Der "Pranger der Schande". (Bilder und Namen nachträglich unkenntlich gemacht)
Der "Pranger der Schande". (Bilder und Namen nachträglich unkenntlich gemacht) ©Screenshot/@KaiDiekmann
Grüße aus dem Mittelalter: Die deutsche "Bild" stellt in ihrer heutigen Ausgabe Hassposter auf Facebook an den Pranger - mit Foto und Klarnamen. Die Forderung: "Herr Staatsanwalt, übernehmen sie." - Eine Aktion, die selbst das Potential für einen Shitstorm im Netz hat und medienrechtlich alles andere als unbedenklich ist.

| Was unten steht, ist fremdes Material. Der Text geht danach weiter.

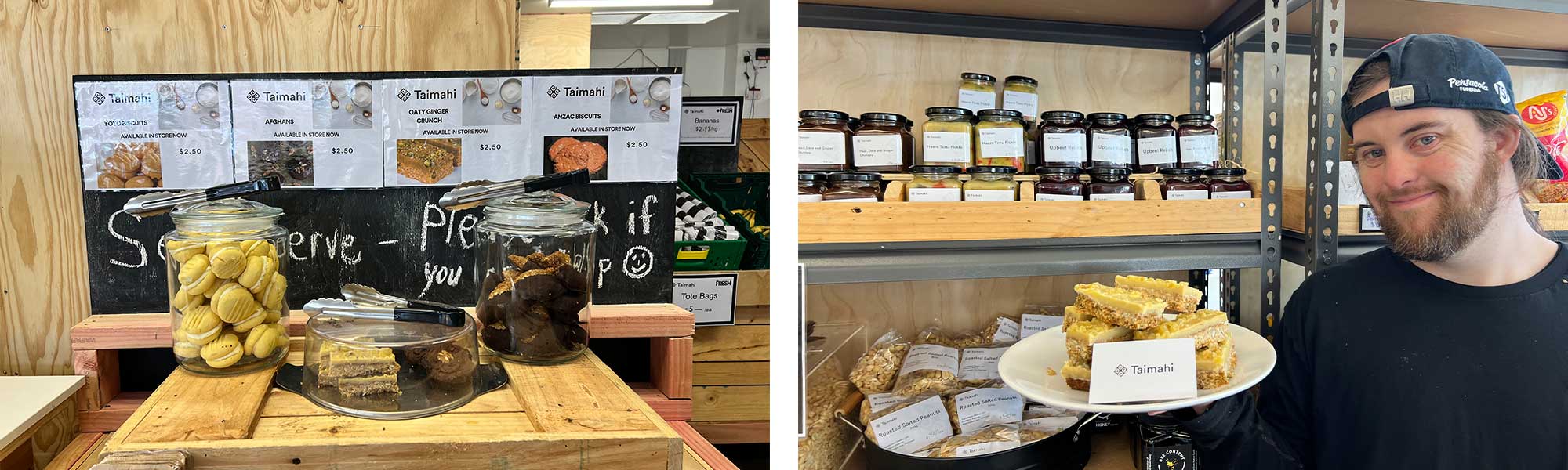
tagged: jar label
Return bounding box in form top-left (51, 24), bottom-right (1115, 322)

Das Boulevardblatt “Bild” startet am Dienstag mit “Hass auf Flüchtlinge – Bild stellt die “Facebook”-Hetzer an den Pranger!” auf der Titelseite eine Kampagne gegen Hetze im Netz. Auf einer Doppelseite in der Printausgabe und auch online prominent platziert, stellt die Zeitung 42 Facebook-Hetzer an den Pranger und veröffentlicht ihre Hasspostings inklusive Foto und Klarnamen.

Hass-Poster am Pranger

Im Artikel stilisiert sich das Blatt zum Rächer: “So viel offener Hass war nie in unserem Land! Und wer Hass sät, wird Gewalt ernten.” Längst hätten die Betroffenen die Grenze überschritten von freier Meinungsäußerung oder Satire, hin zu Aufruf zu schwersten Straftaten bis hin zum Mord. “Es reicht: Wir stellen die Hetzer an den Pranger! Herr Staatsanwalt, übernehmen sie!”

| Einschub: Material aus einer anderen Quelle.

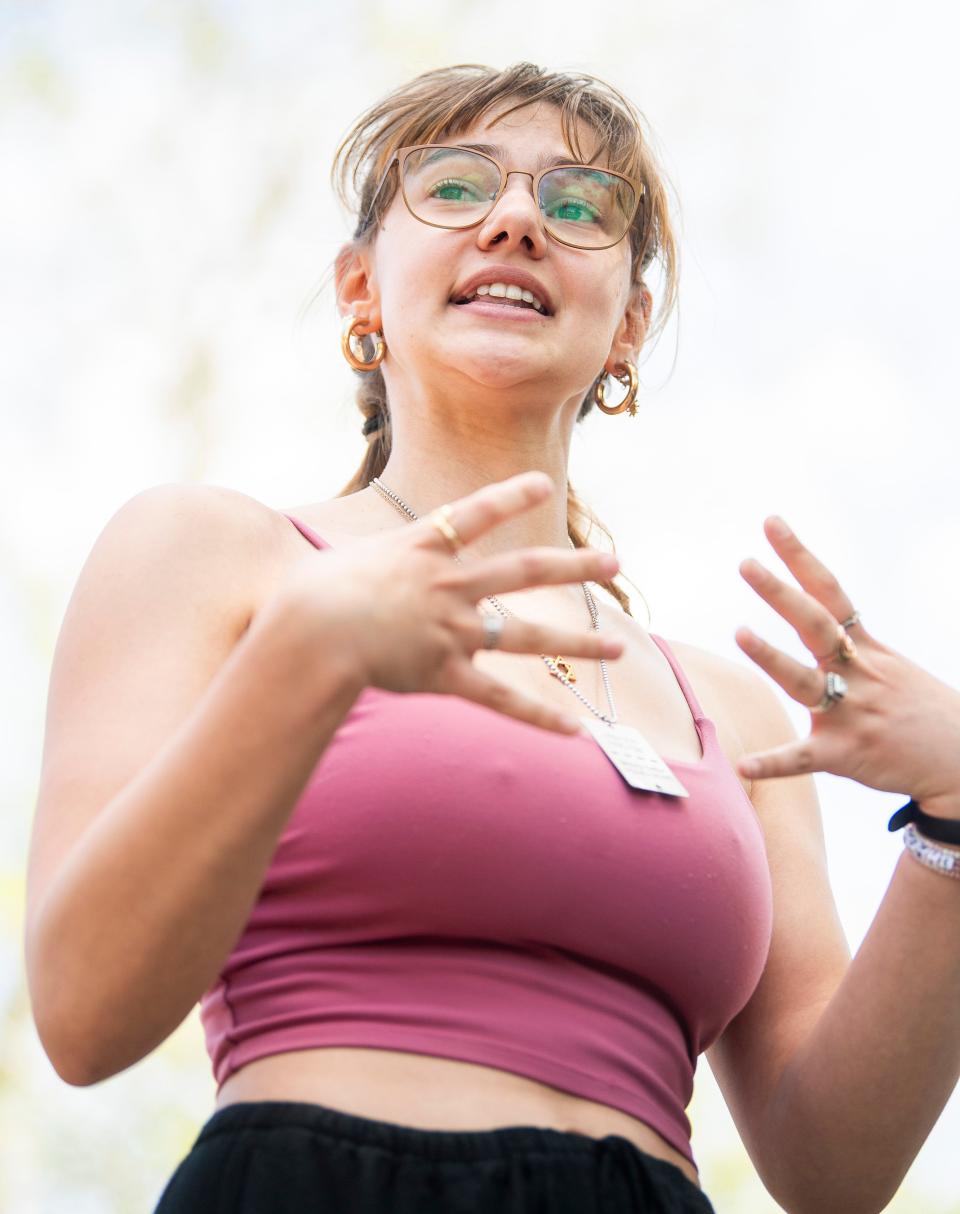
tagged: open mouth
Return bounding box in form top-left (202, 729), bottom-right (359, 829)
top-left (451, 283), bottom-right (550, 316)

Prominent unterstützt wird die Aktion durch einen nebenstehenden Gastkommentar von Deutschlands Innenminister Thomas de Maizere, in dem es heißt, ein Patriot liebe sein Land und hasse nicht andere. Allerdings ist unklar ob de Maizere eingeweiht war, dass sein Kommentar neben dem “Pranger der Schande” abgedruckt wird.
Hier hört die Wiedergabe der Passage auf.